Thursday, July 23, 2020

Nothing to Say

Having nothing to say is my new religion. I decided this while in the shower. I imagined writing a poem that began and ended "I have nothing to say." I rinsed the dandruff shampoo from my hair.

All's well that ends, as they say, including thought.

When I write a poem I attempt to crack beauty's mirror, only to remember that attempting (or trying) is the meaning of "essay," a fact that essayists like to weaponize in their attempt to expand upon nothing. But saying nothing should not be weaponized.

The story starts when it begins and ends when an ending arrives. Everything between holds hands. When I say that "having nothing to say is my new religion," I mean that I have lost my voice's whetstone. I think I left it somewhere in time's microwave.

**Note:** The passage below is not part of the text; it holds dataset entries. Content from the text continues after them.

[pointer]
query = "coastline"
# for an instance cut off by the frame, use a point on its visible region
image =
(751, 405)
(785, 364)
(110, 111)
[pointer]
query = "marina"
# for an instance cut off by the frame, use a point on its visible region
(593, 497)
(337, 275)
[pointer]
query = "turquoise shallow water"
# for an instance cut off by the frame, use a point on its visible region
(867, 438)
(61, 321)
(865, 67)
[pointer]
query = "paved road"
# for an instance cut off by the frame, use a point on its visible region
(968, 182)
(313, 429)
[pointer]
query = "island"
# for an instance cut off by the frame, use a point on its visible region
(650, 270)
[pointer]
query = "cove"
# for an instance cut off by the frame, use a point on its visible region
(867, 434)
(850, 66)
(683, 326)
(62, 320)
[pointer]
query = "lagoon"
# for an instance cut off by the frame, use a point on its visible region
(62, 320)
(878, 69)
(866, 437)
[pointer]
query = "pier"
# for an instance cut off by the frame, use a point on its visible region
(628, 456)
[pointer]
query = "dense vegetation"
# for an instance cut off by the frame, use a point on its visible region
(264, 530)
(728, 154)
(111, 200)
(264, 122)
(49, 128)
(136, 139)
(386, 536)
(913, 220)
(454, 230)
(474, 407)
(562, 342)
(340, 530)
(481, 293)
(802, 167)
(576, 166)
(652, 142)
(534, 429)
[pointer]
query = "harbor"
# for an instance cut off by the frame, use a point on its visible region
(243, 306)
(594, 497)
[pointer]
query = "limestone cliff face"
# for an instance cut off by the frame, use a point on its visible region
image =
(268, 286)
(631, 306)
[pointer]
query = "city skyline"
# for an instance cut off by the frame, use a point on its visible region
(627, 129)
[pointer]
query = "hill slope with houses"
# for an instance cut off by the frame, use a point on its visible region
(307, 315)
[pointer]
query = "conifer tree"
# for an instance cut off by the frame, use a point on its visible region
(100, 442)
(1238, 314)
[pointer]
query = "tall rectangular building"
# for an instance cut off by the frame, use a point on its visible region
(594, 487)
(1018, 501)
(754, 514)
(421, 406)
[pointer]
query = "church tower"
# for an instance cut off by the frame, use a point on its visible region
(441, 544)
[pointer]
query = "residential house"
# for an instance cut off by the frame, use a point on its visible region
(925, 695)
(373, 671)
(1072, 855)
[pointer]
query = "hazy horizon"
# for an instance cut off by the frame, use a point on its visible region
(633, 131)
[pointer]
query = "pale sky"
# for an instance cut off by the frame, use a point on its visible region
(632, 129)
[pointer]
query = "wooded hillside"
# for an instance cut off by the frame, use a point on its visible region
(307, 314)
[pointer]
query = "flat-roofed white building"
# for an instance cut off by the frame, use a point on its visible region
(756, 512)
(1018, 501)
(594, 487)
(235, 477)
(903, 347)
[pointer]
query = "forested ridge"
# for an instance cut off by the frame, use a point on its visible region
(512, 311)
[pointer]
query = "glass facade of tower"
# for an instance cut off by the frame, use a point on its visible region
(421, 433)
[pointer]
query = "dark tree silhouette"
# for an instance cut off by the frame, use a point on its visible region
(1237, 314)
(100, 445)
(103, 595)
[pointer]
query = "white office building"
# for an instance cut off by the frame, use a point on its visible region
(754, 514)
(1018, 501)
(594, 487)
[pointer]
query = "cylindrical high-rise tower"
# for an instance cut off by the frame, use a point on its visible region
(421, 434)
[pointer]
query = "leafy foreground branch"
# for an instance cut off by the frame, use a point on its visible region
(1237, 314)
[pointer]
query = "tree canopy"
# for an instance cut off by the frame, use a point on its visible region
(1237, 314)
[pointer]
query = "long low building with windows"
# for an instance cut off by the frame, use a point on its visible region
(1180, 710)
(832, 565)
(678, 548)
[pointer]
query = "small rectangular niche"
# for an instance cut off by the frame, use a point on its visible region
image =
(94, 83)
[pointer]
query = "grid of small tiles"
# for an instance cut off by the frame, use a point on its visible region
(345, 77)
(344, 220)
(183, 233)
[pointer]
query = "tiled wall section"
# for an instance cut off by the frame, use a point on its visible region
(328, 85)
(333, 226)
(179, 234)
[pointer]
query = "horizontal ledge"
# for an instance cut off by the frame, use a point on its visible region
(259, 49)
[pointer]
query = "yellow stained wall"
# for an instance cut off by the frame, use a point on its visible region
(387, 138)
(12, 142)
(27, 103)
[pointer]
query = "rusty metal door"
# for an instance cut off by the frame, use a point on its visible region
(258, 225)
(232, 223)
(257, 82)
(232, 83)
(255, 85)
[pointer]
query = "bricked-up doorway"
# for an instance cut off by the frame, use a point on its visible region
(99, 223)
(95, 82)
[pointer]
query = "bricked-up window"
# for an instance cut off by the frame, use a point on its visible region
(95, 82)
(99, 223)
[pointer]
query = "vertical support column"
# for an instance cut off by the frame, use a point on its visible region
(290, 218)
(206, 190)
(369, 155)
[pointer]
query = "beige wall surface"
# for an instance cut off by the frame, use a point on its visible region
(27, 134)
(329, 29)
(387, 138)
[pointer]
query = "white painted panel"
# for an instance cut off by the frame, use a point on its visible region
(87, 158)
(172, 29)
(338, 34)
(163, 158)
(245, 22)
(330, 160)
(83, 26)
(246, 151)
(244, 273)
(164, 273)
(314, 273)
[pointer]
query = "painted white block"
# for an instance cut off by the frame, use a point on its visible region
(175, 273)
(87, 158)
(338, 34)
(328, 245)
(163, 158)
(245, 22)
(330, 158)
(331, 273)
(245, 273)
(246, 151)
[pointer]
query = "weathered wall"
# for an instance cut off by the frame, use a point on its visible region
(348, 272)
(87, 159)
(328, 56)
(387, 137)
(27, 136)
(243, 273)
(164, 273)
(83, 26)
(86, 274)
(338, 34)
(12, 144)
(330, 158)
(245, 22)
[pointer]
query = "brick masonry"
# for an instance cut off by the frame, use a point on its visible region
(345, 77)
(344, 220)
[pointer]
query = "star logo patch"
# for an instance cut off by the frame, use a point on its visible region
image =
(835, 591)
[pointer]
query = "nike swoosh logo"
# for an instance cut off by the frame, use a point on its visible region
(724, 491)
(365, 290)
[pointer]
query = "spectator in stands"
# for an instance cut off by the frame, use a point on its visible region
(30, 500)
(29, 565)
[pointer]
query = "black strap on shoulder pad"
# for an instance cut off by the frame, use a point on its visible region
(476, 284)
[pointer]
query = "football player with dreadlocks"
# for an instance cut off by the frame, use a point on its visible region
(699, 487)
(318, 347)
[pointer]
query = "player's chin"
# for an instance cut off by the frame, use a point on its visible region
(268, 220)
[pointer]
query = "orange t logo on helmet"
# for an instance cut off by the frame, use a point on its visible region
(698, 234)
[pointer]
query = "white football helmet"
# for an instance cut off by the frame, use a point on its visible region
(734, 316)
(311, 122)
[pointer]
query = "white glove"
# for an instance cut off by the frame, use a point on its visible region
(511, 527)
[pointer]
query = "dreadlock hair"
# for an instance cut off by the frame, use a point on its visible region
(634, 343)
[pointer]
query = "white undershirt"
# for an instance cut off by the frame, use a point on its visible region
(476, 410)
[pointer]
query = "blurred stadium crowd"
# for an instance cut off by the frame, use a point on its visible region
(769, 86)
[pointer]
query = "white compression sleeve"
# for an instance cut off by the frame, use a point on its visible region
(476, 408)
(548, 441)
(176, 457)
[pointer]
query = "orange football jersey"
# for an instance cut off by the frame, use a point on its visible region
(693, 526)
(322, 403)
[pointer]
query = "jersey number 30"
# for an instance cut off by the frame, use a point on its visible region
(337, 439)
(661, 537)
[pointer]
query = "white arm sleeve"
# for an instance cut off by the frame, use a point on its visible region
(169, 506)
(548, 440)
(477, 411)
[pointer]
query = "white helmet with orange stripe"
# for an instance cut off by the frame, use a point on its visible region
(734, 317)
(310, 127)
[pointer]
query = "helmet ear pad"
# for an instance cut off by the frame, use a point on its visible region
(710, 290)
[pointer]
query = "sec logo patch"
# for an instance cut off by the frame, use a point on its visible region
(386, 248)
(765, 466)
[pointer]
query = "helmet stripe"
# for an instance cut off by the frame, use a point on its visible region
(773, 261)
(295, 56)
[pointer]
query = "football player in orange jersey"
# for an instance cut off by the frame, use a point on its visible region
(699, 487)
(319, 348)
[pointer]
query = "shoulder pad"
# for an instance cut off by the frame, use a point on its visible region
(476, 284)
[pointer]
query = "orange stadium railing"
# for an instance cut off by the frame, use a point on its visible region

I want so badly to say nothing that it becomes sin. In this, I have failed to live up to scripture.

Silence is instinct. The coyote stays hidden from the sun. The bat sees nothing but must click its tongue to locate its meal. Having nothing to say is different from not knowing what to say, but these religions share bread and juice. They impale the sun on a mutual spit and roast it in the absence of language. Every orbit simultaneously sets the limits of being.

I have said nothing new, if I've said anything at all. Welcome to my blog.

1 comment:

  1. thank you for welcoming me to your blog. i like this rumination on having nothing to say. and i like that there's a lot of biblical imagery in your writing.